Prima dell’intervento il paziente viene inoltre sottoposto a test neuropsicologici, psicometrici compresa anche un’analisi raffinata della marcia, i cui risultati serviranno poi come parametro per valutare il miglioramento della sintomatologia a seguito dell’intervento.

L’intervento. «Il trattamento di elezione per i pazienti affetti da idrocefalo normoteso, che hanno mostrato una risposta positiva al test di sottrazione di liquor, consiste in un intervento chirurgico di meno di un’ora, che comporta l’impianto di una valvola (shunt) programmabile collegata a due cateteri (uno ventricolare e uno peritoneale) con la scopo di drenare il liquido in eccesso presente a livello cerebrale e trasportarlo nell’addome dove viene riassorbito» conclude Fontanella.
Tra i rischi dell’intervento chirurgico, i principali sono emorragia cerebrale intraparenchimale e infezioni dei cateteri, eventi che però risultano molto rari.
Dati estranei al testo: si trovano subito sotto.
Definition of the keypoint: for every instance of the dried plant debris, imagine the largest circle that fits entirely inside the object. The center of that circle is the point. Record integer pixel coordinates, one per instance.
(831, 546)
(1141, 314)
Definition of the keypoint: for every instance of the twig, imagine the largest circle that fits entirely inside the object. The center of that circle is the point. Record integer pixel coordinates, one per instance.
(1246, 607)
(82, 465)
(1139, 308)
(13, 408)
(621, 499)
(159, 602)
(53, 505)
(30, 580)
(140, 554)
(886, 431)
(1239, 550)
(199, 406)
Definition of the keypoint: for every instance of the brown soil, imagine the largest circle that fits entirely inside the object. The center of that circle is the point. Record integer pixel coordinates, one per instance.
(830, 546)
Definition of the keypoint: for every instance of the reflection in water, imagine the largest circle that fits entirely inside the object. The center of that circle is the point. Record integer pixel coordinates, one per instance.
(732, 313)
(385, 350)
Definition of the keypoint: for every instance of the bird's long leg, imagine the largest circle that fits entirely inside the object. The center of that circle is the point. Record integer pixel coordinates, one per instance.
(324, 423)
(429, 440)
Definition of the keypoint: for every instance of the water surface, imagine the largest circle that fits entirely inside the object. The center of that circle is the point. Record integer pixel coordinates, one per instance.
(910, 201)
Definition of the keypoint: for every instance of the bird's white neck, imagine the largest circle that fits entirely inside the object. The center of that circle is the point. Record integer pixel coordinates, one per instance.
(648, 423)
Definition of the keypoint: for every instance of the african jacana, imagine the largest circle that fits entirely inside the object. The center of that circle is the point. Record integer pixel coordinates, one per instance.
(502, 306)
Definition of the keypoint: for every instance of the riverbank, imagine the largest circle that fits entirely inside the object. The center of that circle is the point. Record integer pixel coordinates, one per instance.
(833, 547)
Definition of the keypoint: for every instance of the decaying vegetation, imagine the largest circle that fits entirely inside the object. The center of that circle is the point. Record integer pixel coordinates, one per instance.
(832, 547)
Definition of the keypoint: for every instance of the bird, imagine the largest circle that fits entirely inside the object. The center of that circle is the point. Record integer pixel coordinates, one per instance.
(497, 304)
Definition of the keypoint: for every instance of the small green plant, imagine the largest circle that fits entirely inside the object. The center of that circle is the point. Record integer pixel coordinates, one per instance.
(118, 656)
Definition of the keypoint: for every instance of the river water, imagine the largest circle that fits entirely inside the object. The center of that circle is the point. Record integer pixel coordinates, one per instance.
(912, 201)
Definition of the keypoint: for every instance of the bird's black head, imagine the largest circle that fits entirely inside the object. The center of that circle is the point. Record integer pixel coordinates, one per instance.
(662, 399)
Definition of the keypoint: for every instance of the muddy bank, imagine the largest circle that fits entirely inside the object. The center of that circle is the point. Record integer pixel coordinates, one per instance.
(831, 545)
Tra le complicanze tardive, l’ostruzione di un catetere o la disconnessione di uno dei due cateteri dalla valvola. Il paziente dopo l’intervento viene trattenuto per circa 5 giorni in ospedale, dove viene sottoposto a esami di follow-up per verificare la risoluzione dei sintomi ed eventuali complicanze precoci (emorragia o infezione). La prognosi dipende da molti fattori, ma la percentuale di guarigione dell’idrocefalo normoteso, se diagnosticato correttamente, è superiore al 70%.